Au reste, je n'en suis pas réduit à de simples conjectures il existe bien des documents qui démontrent que la lèpre étendait ses ravages en Occident dès l'époque Mérovingienne, dans toutes les classes de la société. Ne montre-t-on pas à Rome la cuve de marbre où Constantin s'est baigné après avoir été guéri de la lèpre par le pape Sylvestre? Grégoire de Tours dit avoir vu un lépreux qui quitta la Gaule pour aller se baigner dans le Jourdain et qui revint, délivré de son mal (1).
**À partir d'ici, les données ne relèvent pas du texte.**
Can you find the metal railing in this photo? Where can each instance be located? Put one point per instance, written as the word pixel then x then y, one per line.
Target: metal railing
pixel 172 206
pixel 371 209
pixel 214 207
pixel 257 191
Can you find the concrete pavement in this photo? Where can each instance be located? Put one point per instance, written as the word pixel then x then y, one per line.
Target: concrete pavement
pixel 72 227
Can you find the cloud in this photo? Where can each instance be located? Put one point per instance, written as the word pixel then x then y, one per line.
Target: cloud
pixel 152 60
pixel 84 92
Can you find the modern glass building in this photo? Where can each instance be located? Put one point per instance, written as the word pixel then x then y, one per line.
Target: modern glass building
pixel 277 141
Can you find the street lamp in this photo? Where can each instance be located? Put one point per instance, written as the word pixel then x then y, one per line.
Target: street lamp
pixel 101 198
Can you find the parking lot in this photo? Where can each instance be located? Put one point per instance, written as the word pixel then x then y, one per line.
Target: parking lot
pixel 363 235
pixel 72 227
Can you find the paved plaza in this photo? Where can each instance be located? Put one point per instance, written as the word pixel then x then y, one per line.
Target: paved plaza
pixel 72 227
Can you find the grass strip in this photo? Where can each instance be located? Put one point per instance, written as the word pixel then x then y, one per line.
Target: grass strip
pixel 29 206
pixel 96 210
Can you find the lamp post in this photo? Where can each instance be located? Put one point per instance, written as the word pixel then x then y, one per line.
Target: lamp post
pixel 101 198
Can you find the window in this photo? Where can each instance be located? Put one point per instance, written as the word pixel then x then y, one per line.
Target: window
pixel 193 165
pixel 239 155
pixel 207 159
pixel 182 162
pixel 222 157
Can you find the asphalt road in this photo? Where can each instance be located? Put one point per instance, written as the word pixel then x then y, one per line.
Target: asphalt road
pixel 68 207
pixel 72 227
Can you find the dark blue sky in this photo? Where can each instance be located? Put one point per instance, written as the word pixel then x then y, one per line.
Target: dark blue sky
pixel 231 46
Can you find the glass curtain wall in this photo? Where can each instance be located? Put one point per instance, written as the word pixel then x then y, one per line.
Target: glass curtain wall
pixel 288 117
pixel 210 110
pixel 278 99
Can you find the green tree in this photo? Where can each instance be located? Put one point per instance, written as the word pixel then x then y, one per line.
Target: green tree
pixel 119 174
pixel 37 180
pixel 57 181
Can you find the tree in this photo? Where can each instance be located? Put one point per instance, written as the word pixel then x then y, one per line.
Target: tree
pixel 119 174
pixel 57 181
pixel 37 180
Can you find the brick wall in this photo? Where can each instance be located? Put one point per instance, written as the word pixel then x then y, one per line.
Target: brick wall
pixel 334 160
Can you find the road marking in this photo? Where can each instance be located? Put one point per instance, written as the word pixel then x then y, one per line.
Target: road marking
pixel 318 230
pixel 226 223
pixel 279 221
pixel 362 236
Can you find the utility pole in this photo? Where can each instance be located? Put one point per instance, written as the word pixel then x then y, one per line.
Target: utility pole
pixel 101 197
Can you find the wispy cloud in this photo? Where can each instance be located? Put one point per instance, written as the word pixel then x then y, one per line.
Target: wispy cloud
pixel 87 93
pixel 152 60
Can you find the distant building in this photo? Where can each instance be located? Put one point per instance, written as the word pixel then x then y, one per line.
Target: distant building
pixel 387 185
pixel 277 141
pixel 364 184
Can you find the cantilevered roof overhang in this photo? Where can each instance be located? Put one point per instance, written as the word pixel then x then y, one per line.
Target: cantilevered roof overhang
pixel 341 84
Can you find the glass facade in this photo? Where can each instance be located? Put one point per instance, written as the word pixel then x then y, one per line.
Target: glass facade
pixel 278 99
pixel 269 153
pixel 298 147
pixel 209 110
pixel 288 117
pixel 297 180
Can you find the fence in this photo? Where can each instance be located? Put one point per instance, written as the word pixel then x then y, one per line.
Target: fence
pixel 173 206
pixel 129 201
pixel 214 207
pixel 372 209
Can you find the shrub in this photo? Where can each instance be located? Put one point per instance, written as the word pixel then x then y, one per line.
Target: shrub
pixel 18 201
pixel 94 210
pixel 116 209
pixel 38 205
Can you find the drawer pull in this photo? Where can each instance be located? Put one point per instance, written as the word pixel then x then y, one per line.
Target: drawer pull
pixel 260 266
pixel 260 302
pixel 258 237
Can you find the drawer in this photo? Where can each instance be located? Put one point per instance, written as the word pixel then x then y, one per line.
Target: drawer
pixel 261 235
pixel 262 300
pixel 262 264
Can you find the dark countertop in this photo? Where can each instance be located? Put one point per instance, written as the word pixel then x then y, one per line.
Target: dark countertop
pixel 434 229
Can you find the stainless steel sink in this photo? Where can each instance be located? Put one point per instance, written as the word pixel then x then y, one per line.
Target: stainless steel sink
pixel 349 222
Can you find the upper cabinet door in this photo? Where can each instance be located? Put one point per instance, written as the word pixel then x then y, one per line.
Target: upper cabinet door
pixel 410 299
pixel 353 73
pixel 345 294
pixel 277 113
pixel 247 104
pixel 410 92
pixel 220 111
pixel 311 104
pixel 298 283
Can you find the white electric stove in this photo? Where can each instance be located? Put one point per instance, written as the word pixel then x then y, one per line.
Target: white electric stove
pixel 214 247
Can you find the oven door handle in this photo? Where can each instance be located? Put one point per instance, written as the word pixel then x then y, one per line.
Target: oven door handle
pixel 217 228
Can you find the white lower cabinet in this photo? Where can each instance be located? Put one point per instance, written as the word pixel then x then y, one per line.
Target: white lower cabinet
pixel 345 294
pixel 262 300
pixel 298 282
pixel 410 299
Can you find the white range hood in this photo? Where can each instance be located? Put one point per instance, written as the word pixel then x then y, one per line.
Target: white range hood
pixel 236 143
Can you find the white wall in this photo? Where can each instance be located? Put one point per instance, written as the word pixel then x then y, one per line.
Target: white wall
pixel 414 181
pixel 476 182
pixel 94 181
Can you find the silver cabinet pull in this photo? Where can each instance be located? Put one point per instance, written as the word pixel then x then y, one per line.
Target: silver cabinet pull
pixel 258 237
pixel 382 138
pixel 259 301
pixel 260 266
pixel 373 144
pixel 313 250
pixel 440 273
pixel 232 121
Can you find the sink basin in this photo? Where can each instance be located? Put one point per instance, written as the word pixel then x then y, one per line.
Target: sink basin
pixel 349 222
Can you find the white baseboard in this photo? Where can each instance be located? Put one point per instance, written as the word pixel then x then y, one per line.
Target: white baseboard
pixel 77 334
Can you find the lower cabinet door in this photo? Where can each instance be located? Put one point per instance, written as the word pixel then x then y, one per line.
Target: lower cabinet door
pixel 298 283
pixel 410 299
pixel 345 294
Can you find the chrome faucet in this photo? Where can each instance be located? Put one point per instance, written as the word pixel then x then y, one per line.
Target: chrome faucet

Le même auteur parle dans un autre endroit de léproseries qu'on bâtissait hors des villes renodochium leprosorum suburbanum. Les annales ecclésiastiques mentionnent l'existence de léproseries établies en 460 près de l'abbaye de Saint-Oyan, aujourd'hui Saint-Claude; en 570, dans un des faubourgs de Châlons-sur-Saône; en 634, près de la basilique de Verdun. Dans les actes des Conciles de la Gaule figurent des témoignages identiques : les évêques assemblés en 549 à Orléans, à Lyon en 583, recommandent aux évêques de se faire rendre compte du nombre des lépreux de leur diocèse et de pourvoir aux besoins des plus malheureux (2). Dagobert, Pépin et Charlemagne fondèrent pour eux des asiles et se prononcèrent pour la dissolution du mariage quand l'un des époux était lépreux, bien que le pape Etienne, en 754, eût adopté l'opinion contraire.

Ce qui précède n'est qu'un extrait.